2023年にランサムウェアの脅威が再燃したのには、「攻撃の頻度、範囲、ボリュームの増加」が寄与している。攻撃を実行したのは、個人や小規模な犯罪集団から大規模なシンジケートまで様々だ。年間の身代金支払い額は2023年に過去最高記録を更新し、10億ドルを超えた。

身代金支払額は2023年に過去最高を更新した  Source: Chainalysis

チェイナリシスは、サイバーセキュリティ会社レコーデッド・フューチャーのデータを引用し、2023年に538の新しいランサムウェア変種を報告している。

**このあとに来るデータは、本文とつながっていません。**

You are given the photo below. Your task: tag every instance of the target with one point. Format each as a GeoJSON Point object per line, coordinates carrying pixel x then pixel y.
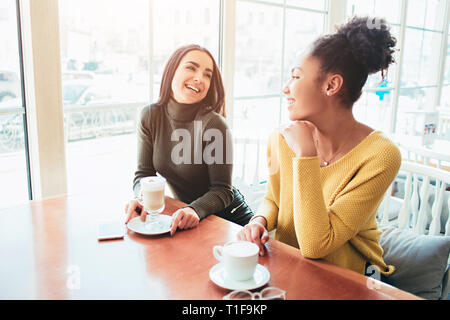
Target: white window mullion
{"type": "Point", "coordinates": [399, 59]}
{"type": "Point", "coordinates": [228, 46]}
{"type": "Point", "coordinates": [443, 56]}
{"type": "Point", "coordinates": [45, 118]}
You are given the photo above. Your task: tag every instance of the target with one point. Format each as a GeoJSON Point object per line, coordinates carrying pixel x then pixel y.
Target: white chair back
{"type": "Point", "coordinates": [416, 212]}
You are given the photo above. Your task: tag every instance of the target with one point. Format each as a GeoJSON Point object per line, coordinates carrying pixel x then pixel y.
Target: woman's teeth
{"type": "Point", "coordinates": [193, 88]}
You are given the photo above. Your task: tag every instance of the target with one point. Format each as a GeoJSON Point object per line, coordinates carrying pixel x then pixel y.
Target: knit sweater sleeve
{"type": "Point", "coordinates": [218, 154]}
{"type": "Point", "coordinates": [320, 229]}
{"type": "Point", "coordinates": [145, 166]}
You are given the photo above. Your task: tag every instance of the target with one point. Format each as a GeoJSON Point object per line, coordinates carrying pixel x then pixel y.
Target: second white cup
{"type": "Point", "coordinates": [239, 259]}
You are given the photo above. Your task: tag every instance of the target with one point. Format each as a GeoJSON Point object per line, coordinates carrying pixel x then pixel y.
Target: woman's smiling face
{"type": "Point", "coordinates": [192, 79]}
{"type": "Point", "coordinates": [303, 91]}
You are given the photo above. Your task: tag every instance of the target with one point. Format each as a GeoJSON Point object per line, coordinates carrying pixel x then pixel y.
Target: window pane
{"type": "Point", "coordinates": [374, 107]}
{"type": "Point", "coordinates": [420, 58]}
{"type": "Point", "coordinates": [105, 70]}
{"type": "Point", "coordinates": [317, 4]}
{"type": "Point", "coordinates": [258, 49]}
{"type": "Point", "coordinates": [13, 167]}
{"type": "Point", "coordinates": [178, 23]}
{"type": "Point", "coordinates": [299, 36]}
{"type": "Point", "coordinates": [427, 14]}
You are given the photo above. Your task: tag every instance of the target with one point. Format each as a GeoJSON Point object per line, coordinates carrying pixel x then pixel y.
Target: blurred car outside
{"type": "Point", "coordinates": [10, 86]}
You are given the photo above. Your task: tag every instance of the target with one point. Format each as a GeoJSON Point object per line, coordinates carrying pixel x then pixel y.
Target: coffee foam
{"type": "Point", "coordinates": [241, 249]}
{"type": "Point", "coordinates": [155, 183]}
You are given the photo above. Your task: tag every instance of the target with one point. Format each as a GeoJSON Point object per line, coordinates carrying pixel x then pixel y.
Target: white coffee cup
{"type": "Point", "coordinates": [152, 193]}
{"type": "Point", "coordinates": [239, 259]}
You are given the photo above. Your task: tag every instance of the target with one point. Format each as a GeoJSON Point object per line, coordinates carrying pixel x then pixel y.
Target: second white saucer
{"type": "Point", "coordinates": [161, 226]}
{"type": "Point", "coordinates": [218, 276]}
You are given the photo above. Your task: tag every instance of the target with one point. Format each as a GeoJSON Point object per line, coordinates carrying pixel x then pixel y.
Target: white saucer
{"type": "Point", "coordinates": [146, 228]}
{"type": "Point", "coordinates": [260, 278]}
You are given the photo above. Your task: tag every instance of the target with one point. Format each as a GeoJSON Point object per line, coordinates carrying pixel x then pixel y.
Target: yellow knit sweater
{"type": "Point", "coordinates": [330, 212]}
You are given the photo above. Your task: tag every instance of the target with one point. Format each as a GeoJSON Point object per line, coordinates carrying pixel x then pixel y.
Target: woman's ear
{"type": "Point", "coordinates": [334, 84]}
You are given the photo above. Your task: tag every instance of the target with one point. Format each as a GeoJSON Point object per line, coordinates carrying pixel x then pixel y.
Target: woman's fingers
{"type": "Point", "coordinates": [183, 219]}
{"type": "Point", "coordinates": [131, 208]}
{"type": "Point", "coordinates": [255, 233]}
{"type": "Point", "coordinates": [176, 217]}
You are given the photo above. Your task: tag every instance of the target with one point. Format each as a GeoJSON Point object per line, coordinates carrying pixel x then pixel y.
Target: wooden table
{"type": "Point", "coordinates": [49, 250]}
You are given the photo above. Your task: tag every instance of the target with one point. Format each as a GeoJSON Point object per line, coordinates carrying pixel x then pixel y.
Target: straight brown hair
{"type": "Point", "coordinates": [214, 99]}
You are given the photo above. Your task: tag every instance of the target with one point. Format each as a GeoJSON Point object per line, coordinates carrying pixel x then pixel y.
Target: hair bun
{"type": "Point", "coordinates": [370, 41]}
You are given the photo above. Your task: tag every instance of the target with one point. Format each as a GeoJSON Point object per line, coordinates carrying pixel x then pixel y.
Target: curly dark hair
{"type": "Point", "coordinates": [360, 47]}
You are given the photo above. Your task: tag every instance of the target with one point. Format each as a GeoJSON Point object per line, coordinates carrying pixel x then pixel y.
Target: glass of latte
{"type": "Point", "coordinates": [152, 195]}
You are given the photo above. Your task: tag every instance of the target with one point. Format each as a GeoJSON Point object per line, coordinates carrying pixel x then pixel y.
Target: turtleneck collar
{"type": "Point", "coordinates": [182, 112]}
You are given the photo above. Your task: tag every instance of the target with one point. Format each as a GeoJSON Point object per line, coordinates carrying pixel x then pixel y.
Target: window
{"type": "Point", "coordinates": [269, 37]}
{"type": "Point", "coordinates": [374, 107]}
{"type": "Point", "coordinates": [105, 83]}
{"type": "Point", "coordinates": [14, 178]}
{"type": "Point", "coordinates": [420, 70]}
{"type": "Point", "coordinates": [382, 105]}
{"type": "Point", "coordinates": [113, 55]}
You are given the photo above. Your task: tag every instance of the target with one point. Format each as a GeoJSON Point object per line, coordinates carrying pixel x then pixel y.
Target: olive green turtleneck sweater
{"type": "Point", "coordinates": [172, 142]}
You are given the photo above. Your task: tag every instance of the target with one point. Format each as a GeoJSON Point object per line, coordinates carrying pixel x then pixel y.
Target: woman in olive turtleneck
{"type": "Point", "coordinates": [184, 137]}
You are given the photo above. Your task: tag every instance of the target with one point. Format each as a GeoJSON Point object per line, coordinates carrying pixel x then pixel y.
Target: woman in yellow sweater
{"type": "Point", "coordinates": [328, 172]}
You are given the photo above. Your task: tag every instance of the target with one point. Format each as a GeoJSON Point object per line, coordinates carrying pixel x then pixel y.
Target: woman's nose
{"type": "Point", "coordinates": [197, 77]}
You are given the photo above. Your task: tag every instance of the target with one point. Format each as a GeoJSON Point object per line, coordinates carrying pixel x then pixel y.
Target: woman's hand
{"type": "Point", "coordinates": [133, 209]}
{"type": "Point", "coordinates": [184, 218]}
{"type": "Point", "coordinates": [256, 232]}
{"type": "Point", "coordinates": [299, 137]}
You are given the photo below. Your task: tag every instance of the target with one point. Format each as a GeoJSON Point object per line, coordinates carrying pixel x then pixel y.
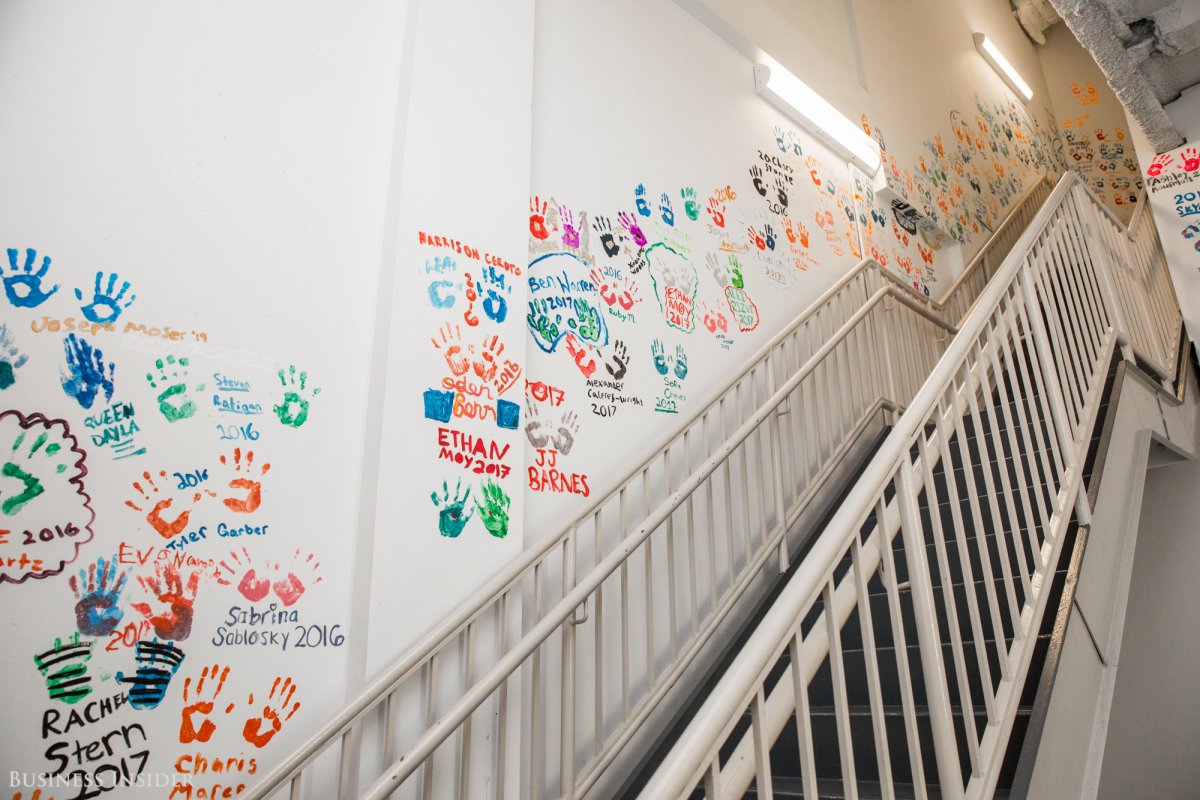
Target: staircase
{"type": "Point", "coordinates": [557, 677]}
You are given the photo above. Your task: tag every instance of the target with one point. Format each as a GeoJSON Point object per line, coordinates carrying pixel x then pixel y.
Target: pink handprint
{"type": "Point", "coordinates": [570, 233]}
{"type": "Point", "coordinates": [1158, 164]}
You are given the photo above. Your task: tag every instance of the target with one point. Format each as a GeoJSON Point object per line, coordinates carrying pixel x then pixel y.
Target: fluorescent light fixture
{"type": "Point", "coordinates": [1001, 65]}
{"type": "Point", "coordinates": [792, 96]}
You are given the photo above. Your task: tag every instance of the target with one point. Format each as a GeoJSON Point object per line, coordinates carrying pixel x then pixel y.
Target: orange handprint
{"type": "Point", "coordinates": [279, 698]}
{"type": "Point", "coordinates": [253, 489]}
{"type": "Point", "coordinates": [203, 704]}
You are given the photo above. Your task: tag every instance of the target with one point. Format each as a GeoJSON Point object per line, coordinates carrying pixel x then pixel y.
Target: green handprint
{"type": "Point", "coordinates": [65, 668]}
{"type": "Point", "coordinates": [493, 511]}
{"type": "Point", "coordinates": [589, 320]}
{"type": "Point", "coordinates": [294, 409]}
{"type": "Point", "coordinates": [451, 518]}
{"type": "Point", "coordinates": [737, 272]}
{"type": "Point", "coordinates": [660, 359]}
{"type": "Point", "coordinates": [31, 483]}
{"type": "Point", "coordinates": [174, 404]}
{"type": "Point", "coordinates": [681, 362]}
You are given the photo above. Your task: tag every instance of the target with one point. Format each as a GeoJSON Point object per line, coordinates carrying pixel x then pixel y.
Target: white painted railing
{"type": "Point", "coordinates": [997, 434]}
{"type": "Point", "coordinates": [618, 603]}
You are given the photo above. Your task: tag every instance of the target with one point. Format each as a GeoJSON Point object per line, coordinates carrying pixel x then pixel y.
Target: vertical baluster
{"type": "Point", "coordinates": [431, 715]}
{"type": "Point", "coordinates": [895, 614]}
{"type": "Point", "coordinates": [761, 749]}
{"type": "Point", "coordinates": [871, 659]}
{"type": "Point", "coordinates": [502, 699]}
{"type": "Point", "coordinates": [981, 530]}
{"type": "Point", "coordinates": [951, 602]}
{"type": "Point", "coordinates": [946, 750]}
{"type": "Point", "coordinates": [468, 679]}
{"type": "Point", "coordinates": [959, 528]}
{"type": "Point", "coordinates": [598, 649]}
{"type": "Point", "coordinates": [1012, 531]}
{"type": "Point", "coordinates": [624, 611]}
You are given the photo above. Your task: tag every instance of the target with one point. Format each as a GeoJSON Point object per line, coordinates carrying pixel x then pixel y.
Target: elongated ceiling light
{"type": "Point", "coordinates": [792, 96]}
{"type": "Point", "coordinates": [1002, 66]}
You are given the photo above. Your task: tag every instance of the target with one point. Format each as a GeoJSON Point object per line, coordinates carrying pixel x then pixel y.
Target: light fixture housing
{"type": "Point", "coordinates": [1002, 66]}
{"type": "Point", "coordinates": [795, 98]}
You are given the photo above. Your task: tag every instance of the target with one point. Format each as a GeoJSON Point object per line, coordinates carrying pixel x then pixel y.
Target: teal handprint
{"type": "Point", "coordinates": [493, 511]}
{"type": "Point", "coordinates": [451, 518]}
{"type": "Point", "coordinates": [681, 362]}
{"type": "Point", "coordinates": [660, 356]}
{"type": "Point", "coordinates": [738, 281]}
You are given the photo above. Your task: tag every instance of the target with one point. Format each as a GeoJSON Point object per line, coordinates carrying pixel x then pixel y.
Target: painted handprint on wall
{"type": "Point", "coordinates": [23, 283]}
{"type": "Point", "coordinates": [564, 300]}
{"type": "Point", "coordinates": [11, 358]}
{"type": "Point", "coordinates": [155, 665]}
{"type": "Point", "coordinates": [41, 492]}
{"type": "Point", "coordinates": [451, 518]}
{"type": "Point", "coordinates": [87, 374]}
{"type": "Point", "coordinates": [675, 286]}
{"type": "Point", "coordinates": [97, 593]}
{"type": "Point", "coordinates": [493, 509]}
{"type": "Point", "coordinates": [106, 306]}
{"type": "Point", "coordinates": [276, 709]}
{"type": "Point", "coordinates": [171, 613]}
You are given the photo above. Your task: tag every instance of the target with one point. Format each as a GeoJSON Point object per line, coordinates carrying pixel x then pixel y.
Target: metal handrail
{"type": "Point", "coordinates": [1055, 311]}
{"type": "Point", "coordinates": [498, 590]}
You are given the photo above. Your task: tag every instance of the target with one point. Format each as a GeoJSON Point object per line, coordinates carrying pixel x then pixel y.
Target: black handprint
{"type": "Point", "coordinates": [567, 429]}
{"type": "Point", "coordinates": [619, 361]}
{"type": "Point", "coordinates": [607, 240]}
{"type": "Point", "coordinates": [759, 186]}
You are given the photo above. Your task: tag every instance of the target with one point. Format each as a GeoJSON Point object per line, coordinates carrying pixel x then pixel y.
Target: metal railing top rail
{"type": "Point", "coordinates": [690, 758]}
{"type": "Point", "coordinates": [511, 576]}
{"type": "Point", "coordinates": [564, 609]}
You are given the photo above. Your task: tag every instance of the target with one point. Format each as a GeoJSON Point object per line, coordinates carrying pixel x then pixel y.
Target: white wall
{"type": "Point", "coordinates": [227, 161]}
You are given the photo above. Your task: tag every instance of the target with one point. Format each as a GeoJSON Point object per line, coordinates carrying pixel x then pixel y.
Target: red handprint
{"type": "Point", "coordinates": [292, 587]}
{"type": "Point", "coordinates": [203, 704]}
{"type": "Point", "coordinates": [165, 528]}
{"type": "Point", "coordinates": [276, 704]}
{"type": "Point", "coordinates": [756, 238]}
{"type": "Point", "coordinates": [175, 620]}
{"type": "Point", "coordinates": [717, 211]}
{"type": "Point", "coordinates": [252, 488]}
{"type": "Point", "coordinates": [252, 585]}
{"type": "Point", "coordinates": [1158, 164]}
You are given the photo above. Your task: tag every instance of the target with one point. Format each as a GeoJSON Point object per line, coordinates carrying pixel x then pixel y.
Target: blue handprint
{"type": "Point", "coordinates": [667, 211]}
{"type": "Point", "coordinates": [87, 372]}
{"type": "Point", "coordinates": [99, 611]}
{"type": "Point", "coordinates": [643, 208]}
{"type": "Point", "coordinates": [106, 307]}
{"type": "Point", "coordinates": [23, 284]}
{"type": "Point", "coordinates": [156, 665]}
{"type": "Point", "coordinates": [11, 359]}
{"type": "Point", "coordinates": [681, 362]}
{"type": "Point", "coordinates": [451, 518]}
{"type": "Point", "coordinates": [660, 359]}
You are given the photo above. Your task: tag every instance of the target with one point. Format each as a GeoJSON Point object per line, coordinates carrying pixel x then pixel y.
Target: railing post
{"type": "Point", "coordinates": [941, 720]}
{"type": "Point", "coordinates": [1093, 242]}
{"type": "Point", "coordinates": [1045, 359]}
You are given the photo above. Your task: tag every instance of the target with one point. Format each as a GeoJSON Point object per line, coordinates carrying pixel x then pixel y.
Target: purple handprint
{"type": "Point", "coordinates": [629, 222]}
{"type": "Point", "coordinates": [570, 233]}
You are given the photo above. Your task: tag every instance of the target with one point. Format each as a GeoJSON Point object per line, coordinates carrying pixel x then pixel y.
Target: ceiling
{"type": "Point", "coordinates": [1149, 49]}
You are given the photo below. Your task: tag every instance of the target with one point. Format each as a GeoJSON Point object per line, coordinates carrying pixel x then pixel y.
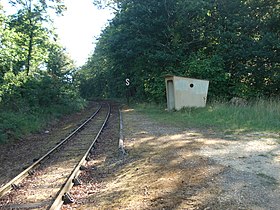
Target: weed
{"type": "Point", "coordinates": [260, 115]}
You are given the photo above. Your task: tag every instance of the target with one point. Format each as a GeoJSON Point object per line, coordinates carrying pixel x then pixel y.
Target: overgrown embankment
{"type": "Point", "coordinates": [260, 115]}
{"type": "Point", "coordinates": [28, 104]}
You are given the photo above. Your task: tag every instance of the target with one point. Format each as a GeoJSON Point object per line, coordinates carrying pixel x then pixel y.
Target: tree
{"type": "Point", "coordinates": [234, 44]}
{"type": "Point", "coordinates": [29, 21]}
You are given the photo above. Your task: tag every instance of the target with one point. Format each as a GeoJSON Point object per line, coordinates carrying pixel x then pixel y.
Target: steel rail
{"type": "Point", "coordinates": [121, 136]}
{"type": "Point", "coordinates": [12, 184]}
{"type": "Point", "coordinates": [59, 200]}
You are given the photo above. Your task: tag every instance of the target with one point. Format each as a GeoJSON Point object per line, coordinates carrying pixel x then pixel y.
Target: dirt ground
{"type": "Point", "coordinates": [179, 168]}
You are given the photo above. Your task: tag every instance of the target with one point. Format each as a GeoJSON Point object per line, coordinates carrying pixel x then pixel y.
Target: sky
{"type": "Point", "coordinates": [79, 27]}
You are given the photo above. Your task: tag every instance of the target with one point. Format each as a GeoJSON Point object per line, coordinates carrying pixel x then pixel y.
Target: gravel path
{"type": "Point", "coordinates": [252, 178]}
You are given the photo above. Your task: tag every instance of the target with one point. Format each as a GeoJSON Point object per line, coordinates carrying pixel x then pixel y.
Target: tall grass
{"type": "Point", "coordinates": [260, 115]}
{"type": "Point", "coordinates": [14, 125]}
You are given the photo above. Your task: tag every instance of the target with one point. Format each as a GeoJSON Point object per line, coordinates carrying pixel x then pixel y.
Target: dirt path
{"type": "Point", "coordinates": [176, 168]}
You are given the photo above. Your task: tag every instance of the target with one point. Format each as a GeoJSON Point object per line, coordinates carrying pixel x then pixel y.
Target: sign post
{"type": "Point", "coordinates": [127, 83]}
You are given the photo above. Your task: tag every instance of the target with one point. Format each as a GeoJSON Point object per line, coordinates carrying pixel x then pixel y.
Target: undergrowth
{"type": "Point", "coordinates": [16, 124]}
{"type": "Point", "coordinates": [261, 115]}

報告書は、身代金の規模と頻度による異なるランサムウェアの視覚化を提供し、犯罪戦略の多様性を示している。

報告書は、CL0Pなどのランサムウェアグループが他のランサムウェアに比べて攻撃は少ないが、1回の攻撃でより大きな支払額を請求する「ビッグゲームハンティング」戦略を採用していると指摘する。

一方、フォボスなどのランサムウェアグループは、RaaS(Ransomware as a Service)モデルを運用しており、犯罪関係者がマルウェアにアクセスして攻撃を実行できる。Raas運営者は身代金収入の一部を得る。

ランサムウェアの種類を平均支払い額と頻度別に視覚化. Source: Chainalysis

ランサムウェア攻撃者はまた、過去に調査されて発見された種類と距離を置くために、しばしばリブランドし、重複する亜種を作成する。チェイナリシスは、異なるランサムウェア株のウォレット間のオンチェーンリンクを示すためにブロックチェーン分析を使用する。

ゼロデイ脆弱性も2023年に大きな影響を与えたランサムウェア事件の大きな要素となった。ゼロデイ脆弱性への攻撃は通常、開発者が修正を作成して配布する前に、会社のサービス、システム、製品、またはアプリケーションのセキュリティギャップを標的とする。

CL0Pによる2023年のファイル転送ソフトウェア「MOVEit」の悪用は、その製品が多様なITおよびクラウドアプリケーションで使用されており、何百もの組織や何百万ものユーザーのデータが漏洩させた。この攻撃により、CL0Pはエコシステム全体で最も目立つランサムウェア株となり、2023年6月と7月には1億ドル以上の身代金を集め、ランサムウェア被害額の44.8%を占めた。

The different avenues that criminals use to launder cryptocurrency ransomware payments. Source: Chainalysis

2023年は、ランサムウェア攻撃での身代金た資金洗浄に、クロスチェーンブリッジ、インスタントエクスチェンジ、ミキサー、アンダーグラウンド取引所が使用された。チェイナリシスはまた、ランサムウェア攻撃からの盗まれた資金の移動の性質が変化してきたと指摘する。